Lo segnala Italmopa, l’associazione Industriali Mugnai d’Italia, che rappresenta l’industria molitoria italiana a frumento tenero e a frumento duro.

Le ricorrenti notizie relative al forte aumento delle vendite di farine allo scaffale per utilizzo domestico sono effettivamente corrette e tale aumento poteva risultare anche maggiore laddove non si fossero riscontrate perduranti difficoltà nell’approvvigionamento degli imballaggi -spiega Italmopa-. È tuttavia importante precisare che queste rappresentano, mediamente, meno del 5% dei volumi totali di farina, complessivamente pari a 4 milioni di tonnellate annue, prodotti dall’industria molitoria.

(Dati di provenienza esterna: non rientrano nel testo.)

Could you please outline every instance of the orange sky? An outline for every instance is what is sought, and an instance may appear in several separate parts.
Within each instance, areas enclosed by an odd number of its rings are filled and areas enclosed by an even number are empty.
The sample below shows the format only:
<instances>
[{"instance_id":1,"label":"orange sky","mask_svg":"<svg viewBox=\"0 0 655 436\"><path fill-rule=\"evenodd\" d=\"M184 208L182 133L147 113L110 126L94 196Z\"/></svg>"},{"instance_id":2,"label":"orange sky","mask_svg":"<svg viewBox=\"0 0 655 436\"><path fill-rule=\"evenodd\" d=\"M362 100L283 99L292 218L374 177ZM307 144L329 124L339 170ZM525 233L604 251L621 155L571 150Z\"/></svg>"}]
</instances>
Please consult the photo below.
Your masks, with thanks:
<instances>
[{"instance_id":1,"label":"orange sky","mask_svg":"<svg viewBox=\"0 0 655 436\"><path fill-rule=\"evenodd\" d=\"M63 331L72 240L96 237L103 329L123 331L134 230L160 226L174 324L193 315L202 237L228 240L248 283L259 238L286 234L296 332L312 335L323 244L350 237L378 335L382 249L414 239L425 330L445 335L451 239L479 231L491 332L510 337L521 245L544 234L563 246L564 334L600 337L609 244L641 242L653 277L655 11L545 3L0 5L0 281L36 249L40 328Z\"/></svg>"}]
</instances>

A fronte di un incremento nelle vendite delle confezioni da un kg destinate ai consumatori che hanno riscoperto, seppur forzatamente, il piacere del pane o della pizza fatti in casa, l’associazione constata, da un lato, un crollo della richiesta proveniente dal canale Horeca (ristoranti, pizzerie, bar, alberghi…) e dalla pasticceria e, dall’altro, una riduzione, seppur contenuta, della domanda da parte della panificazione, così come in altri Paesi comunitari, e di alcuni comparti dell’industria dolciaria. Parimenti, dice una nota della Cia, l’Associazine dei Coltivatori Italiani, si registra un preoccupante tracollo dell’export, dopo un trend positivo ultradecennale, riconducibile alla insuperabile qualità e versatilità delle farine italiane.

Complessivamente -osserva Italmopa- la riduzione delle vendite dall’inizio del mese di marzo si attesta in misura prossima al 25% rispetto allo stesso periodo dello scorso anno, e un recupero nei prossimi mesi appare altamente improbabile tenuto conto, in particolare, che il canale Horeca sconterà, anche dopo la fine del periodo di emergenza, una contrazione riconducibile alle necessarie misure di cautela che dovranno essere adottate dagli esercizi commerciali e al forte ridimensionamento dei flussi turistici. Per questo, resta indispensabile garantire la massima chiarezza sui tempi e sulle modalità di avvio della fase 2 dell’emergenza, in assenza della quale sarebbero ulteriormente penalizzati comparti, quali quelli della ristorazione e del turismo, già attualmente sull’orlo dell’asfissia.